Standard & Poor’s Ratings Service (S&P) announced on Thursday it has cut the ratings of Japanese financial institutions in the wake of its sovereign downgrade of Japan on Sept. 16.
The New York City-based credit rating agency has downgraded a total of 12 Japanese financial entities from the country’s five major banking groups — Sumitomo Mitsui Financial Group Inc., Mizuho Financial Group Inc., Sumitomo Mitsui Trust Bank Ltd., Norinchukin Bank, and Shinkin Central Bank.
S&P also lowered the ratings on a foreign bank subsidiary, State Street Trust and Banking Co. Ltd., and the counterparty credit ratings on 10 insurance companies.

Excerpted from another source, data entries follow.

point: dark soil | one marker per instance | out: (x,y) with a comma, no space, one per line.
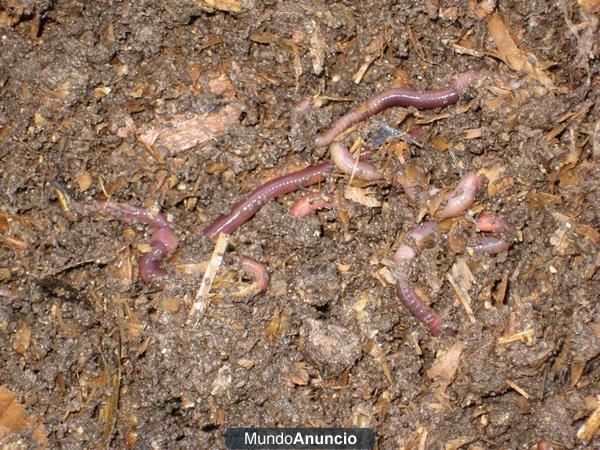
(98,358)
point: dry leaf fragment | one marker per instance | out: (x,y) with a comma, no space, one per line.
(22,338)
(515,58)
(200,302)
(181,133)
(317,48)
(443,370)
(13,419)
(589,428)
(473,133)
(225,5)
(364,196)
(482,9)
(457,443)
(539,200)
(372,52)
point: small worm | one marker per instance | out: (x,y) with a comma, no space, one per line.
(421,99)
(309,203)
(257,270)
(413,183)
(494,223)
(462,197)
(417,307)
(246,208)
(343,160)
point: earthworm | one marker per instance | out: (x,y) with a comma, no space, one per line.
(246,208)
(461,198)
(420,99)
(309,203)
(490,245)
(494,223)
(163,241)
(417,234)
(257,270)
(417,307)
(343,160)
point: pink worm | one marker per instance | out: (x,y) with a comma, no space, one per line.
(494,223)
(343,160)
(163,241)
(246,208)
(490,245)
(405,252)
(418,234)
(417,307)
(257,270)
(421,99)
(309,203)
(462,197)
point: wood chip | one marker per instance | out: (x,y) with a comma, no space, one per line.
(201,300)
(317,48)
(182,133)
(225,5)
(443,370)
(514,57)
(517,388)
(373,51)
(363,196)
(524,336)
(14,243)
(589,428)
(463,297)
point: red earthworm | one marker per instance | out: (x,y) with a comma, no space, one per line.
(494,223)
(309,203)
(461,198)
(246,208)
(343,160)
(417,307)
(163,241)
(418,235)
(490,245)
(421,99)
(257,270)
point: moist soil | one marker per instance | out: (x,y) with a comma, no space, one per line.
(185,107)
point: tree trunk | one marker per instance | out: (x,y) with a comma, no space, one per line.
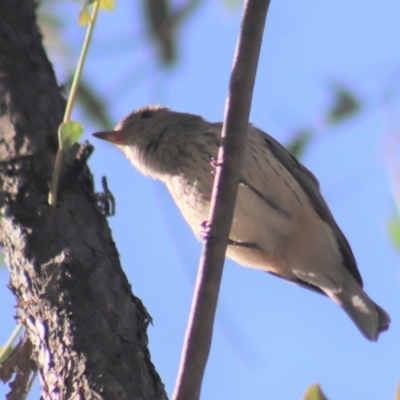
(87,330)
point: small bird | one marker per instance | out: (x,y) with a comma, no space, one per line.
(281,223)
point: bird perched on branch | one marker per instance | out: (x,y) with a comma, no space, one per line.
(281,224)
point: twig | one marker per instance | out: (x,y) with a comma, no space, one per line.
(199,332)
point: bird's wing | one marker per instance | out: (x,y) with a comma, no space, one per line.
(310,185)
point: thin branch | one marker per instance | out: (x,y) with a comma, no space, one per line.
(199,333)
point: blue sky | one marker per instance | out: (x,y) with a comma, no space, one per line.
(272,339)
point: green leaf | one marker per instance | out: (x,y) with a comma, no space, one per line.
(314,392)
(107,5)
(393,227)
(345,105)
(68,134)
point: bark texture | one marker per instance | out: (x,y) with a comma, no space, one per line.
(88,332)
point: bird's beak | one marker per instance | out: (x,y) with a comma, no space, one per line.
(119,137)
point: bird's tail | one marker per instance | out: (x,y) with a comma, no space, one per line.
(370,318)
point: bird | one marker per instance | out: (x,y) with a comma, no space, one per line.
(281,223)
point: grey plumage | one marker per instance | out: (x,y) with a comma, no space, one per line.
(281,224)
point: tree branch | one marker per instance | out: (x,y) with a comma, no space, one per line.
(199,332)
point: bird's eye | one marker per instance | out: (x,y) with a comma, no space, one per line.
(147,114)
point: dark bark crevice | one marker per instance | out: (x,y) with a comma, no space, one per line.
(87,330)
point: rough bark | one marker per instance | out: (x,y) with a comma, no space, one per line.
(88,332)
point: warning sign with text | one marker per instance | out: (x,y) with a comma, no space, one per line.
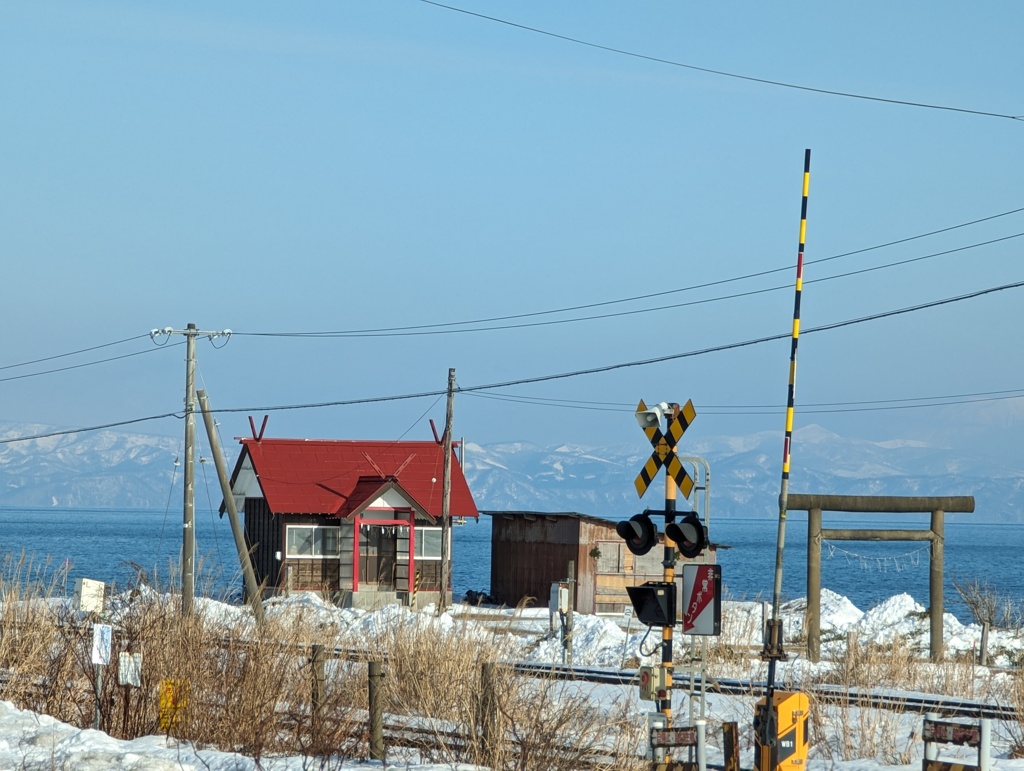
(701,599)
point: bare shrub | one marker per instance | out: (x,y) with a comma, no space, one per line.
(845,728)
(988,606)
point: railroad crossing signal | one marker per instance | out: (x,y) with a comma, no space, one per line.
(665,454)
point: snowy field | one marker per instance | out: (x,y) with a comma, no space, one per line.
(35,741)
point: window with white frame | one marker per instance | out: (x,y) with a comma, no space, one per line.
(313,541)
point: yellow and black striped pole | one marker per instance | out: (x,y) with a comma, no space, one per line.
(773,635)
(669,576)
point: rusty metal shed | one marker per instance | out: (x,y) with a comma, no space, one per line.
(530,550)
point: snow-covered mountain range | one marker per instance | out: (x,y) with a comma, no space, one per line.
(744,475)
(117,469)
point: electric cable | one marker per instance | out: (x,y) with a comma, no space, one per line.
(435,329)
(78,367)
(723,74)
(546,378)
(73,353)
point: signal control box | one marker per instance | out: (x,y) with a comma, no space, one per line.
(780,732)
(652,680)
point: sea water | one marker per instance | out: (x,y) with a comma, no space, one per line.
(109,545)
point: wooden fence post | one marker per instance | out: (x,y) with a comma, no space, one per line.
(318,683)
(488,709)
(730,745)
(376,671)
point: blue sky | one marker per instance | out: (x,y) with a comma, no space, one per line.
(310,167)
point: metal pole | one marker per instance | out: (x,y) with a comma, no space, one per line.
(935,585)
(773,636)
(252,591)
(813,616)
(99,695)
(446,496)
(669,576)
(188,518)
(569,620)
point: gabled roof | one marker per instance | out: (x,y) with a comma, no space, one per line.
(342,477)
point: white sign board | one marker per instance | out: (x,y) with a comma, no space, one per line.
(101,636)
(130,670)
(701,599)
(89,595)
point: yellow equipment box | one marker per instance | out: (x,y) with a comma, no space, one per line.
(780,734)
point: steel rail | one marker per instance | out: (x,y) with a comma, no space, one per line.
(877,698)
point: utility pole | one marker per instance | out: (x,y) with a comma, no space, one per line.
(669,575)
(188,514)
(446,496)
(249,576)
(188,517)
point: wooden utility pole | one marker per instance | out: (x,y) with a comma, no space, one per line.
(188,517)
(446,496)
(188,513)
(252,591)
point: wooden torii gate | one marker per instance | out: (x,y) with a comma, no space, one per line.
(937,507)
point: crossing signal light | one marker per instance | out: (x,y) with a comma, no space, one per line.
(689,534)
(654,602)
(652,417)
(639,533)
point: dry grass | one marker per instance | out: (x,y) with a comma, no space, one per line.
(255,690)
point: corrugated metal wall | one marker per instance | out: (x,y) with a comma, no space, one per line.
(529,553)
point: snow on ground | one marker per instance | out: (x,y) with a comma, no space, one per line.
(29,740)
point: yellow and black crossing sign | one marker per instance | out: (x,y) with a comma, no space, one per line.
(665,453)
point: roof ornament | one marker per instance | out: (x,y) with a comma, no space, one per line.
(252,427)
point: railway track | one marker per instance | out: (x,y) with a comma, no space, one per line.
(881,699)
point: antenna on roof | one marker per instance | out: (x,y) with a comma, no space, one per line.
(252,426)
(376,467)
(403,465)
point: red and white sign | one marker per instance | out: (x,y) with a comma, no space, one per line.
(701,599)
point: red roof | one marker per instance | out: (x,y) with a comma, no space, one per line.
(331,476)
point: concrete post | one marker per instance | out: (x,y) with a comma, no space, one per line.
(935,584)
(812,620)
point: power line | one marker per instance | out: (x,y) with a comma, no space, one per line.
(559,376)
(65,432)
(569,308)
(435,329)
(721,73)
(74,353)
(808,408)
(81,366)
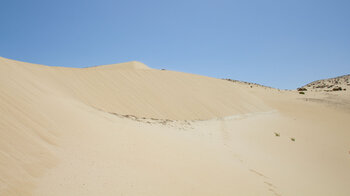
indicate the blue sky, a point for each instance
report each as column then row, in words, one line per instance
column 282, row 44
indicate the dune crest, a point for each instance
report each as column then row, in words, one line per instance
column 126, row 129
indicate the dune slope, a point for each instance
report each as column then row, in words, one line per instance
column 127, row 129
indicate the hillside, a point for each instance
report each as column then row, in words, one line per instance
column 127, row 129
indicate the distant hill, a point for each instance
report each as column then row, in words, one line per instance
column 331, row 84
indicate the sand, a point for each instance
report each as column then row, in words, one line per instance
column 127, row 129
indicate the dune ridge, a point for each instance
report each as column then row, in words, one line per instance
column 126, row 129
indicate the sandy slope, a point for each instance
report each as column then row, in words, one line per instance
column 64, row 131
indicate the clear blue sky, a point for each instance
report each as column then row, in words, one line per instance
column 280, row 43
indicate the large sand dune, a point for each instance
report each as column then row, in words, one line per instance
column 127, row 129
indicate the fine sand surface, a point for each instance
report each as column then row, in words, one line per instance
column 127, row 129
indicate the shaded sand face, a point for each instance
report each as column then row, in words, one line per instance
column 126, row 129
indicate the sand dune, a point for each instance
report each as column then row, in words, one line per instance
column 127, row 129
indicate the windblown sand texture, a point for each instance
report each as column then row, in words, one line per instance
column 127, row 129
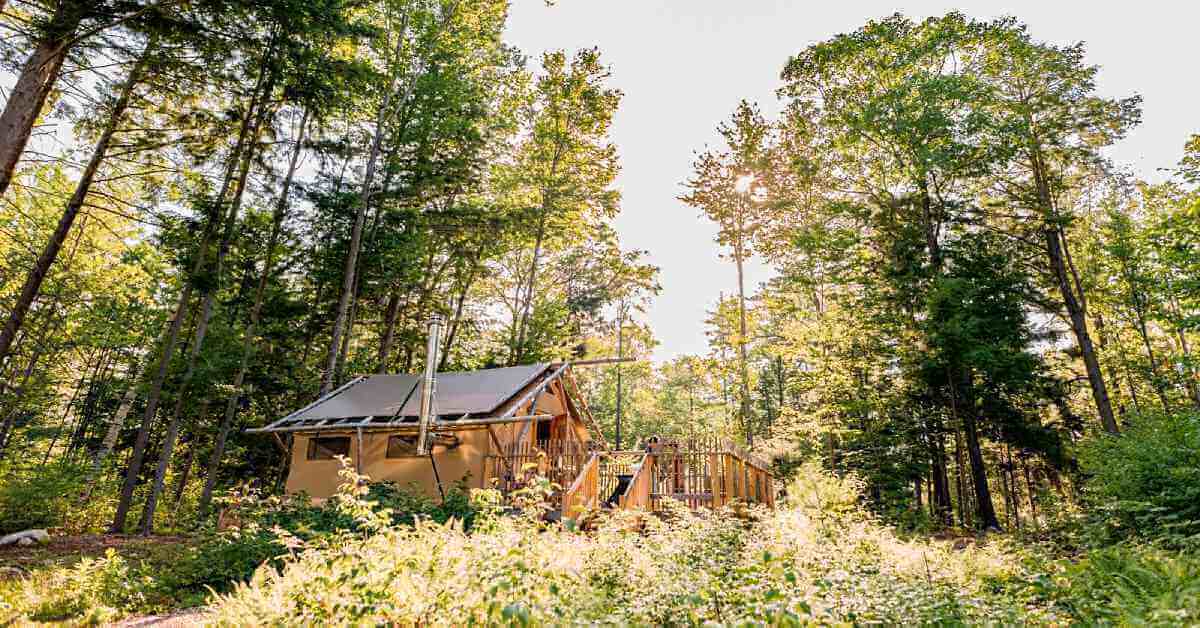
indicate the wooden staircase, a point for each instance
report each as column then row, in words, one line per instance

The financial institutions’ ratings previously factored in one notch of uplift for the likelihood of government support in the event that they ran into financial trouble, S&P says. However, the sovereign downgrade has now erased the margin of uplift for the likelihood of government support, resulting in downgrades for the firms themselves.
“If a sovereign comes under stress, the regulatory and supervisory powers of that country’s government may restrict the flexibility of banks or its financial system. Moreover, banks are affected by many of the same economic factors that cause sovereign stress,” S&P says.
As for insurers, their ratings are constrained by the sovereign ratings, “because both their business franchises and assets are highly concentrated in Japan,” S&P says.